Responding to comments.

To show that $\frac{1}{2^a 5^b}$ has a finite decimal, let $c = \max \{a,b\}$ and consider $$ \frac{1}{2^a 5^b} = \frac{1}{2^a 5^b} \cdot \frac{2^{c-a} 5^{c-b}}{2^{c-a} 5^{c-b}} = \frac{2^{c-a} 5^{c-b}}{10^c} \text{,} $$ which has a finite decimal expansion whose digits are those of $2^{c-a}5^{c-b}$.
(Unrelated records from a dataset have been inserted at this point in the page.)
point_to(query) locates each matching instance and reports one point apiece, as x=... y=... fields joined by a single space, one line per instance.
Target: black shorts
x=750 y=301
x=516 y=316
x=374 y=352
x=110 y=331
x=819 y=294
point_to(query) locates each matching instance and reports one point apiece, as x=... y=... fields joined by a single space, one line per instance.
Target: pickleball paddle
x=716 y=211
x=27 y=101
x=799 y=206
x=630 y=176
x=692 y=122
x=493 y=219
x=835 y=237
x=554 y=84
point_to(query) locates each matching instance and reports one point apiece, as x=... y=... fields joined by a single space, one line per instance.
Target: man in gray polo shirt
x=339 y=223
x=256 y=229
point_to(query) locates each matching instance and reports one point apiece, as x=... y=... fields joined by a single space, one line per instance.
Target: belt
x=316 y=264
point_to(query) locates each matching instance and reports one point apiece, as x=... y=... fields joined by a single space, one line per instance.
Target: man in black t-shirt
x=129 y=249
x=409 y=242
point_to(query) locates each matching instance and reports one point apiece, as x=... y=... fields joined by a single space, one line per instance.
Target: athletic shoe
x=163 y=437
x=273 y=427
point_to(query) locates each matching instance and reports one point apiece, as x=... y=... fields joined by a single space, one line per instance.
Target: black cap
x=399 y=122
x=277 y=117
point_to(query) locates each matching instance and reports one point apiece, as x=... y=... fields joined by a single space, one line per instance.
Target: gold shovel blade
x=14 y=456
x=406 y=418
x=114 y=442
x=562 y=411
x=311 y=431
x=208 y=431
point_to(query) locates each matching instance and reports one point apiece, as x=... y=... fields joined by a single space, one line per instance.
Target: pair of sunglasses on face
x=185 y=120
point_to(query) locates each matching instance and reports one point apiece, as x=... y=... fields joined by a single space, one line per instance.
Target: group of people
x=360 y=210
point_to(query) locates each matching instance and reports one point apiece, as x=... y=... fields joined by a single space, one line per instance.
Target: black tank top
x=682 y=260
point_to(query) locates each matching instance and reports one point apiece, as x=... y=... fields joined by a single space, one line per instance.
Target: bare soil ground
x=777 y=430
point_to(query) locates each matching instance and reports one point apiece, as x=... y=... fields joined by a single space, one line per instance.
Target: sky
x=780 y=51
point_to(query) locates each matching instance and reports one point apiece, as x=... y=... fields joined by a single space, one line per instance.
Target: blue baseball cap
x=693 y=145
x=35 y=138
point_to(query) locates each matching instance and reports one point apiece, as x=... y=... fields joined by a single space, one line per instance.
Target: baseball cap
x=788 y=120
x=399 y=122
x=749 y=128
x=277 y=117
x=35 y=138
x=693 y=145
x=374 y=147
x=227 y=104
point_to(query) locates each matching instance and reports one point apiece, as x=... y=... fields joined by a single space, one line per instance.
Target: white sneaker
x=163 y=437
Now suppose we have $\frac{1}{2^a 5^b c}$, where $\gcd(c,10) = 1$. Suppose $$ \frac{1}{2^a 5^b c} = \frac{d}{10^e} \text{,} $$ that is, $\frac{1}{2^a 5^b c}$ has a terminating decimal expansion whose digits are the digits of $d$. But then $$ 10^e = 2^a 5^b c d $$ Since the prime factorization of $10^e$ is $2^e 5^e$, the only primes appearing on the right-hand side are $2$ and $5$. Since $\gcd(c,10) = 1$, this forces $c = 1$. As a consequence, if $c \neq 1$, $\frac{1}{2^a 5^b c}$ does not have a terminating decimal expansion.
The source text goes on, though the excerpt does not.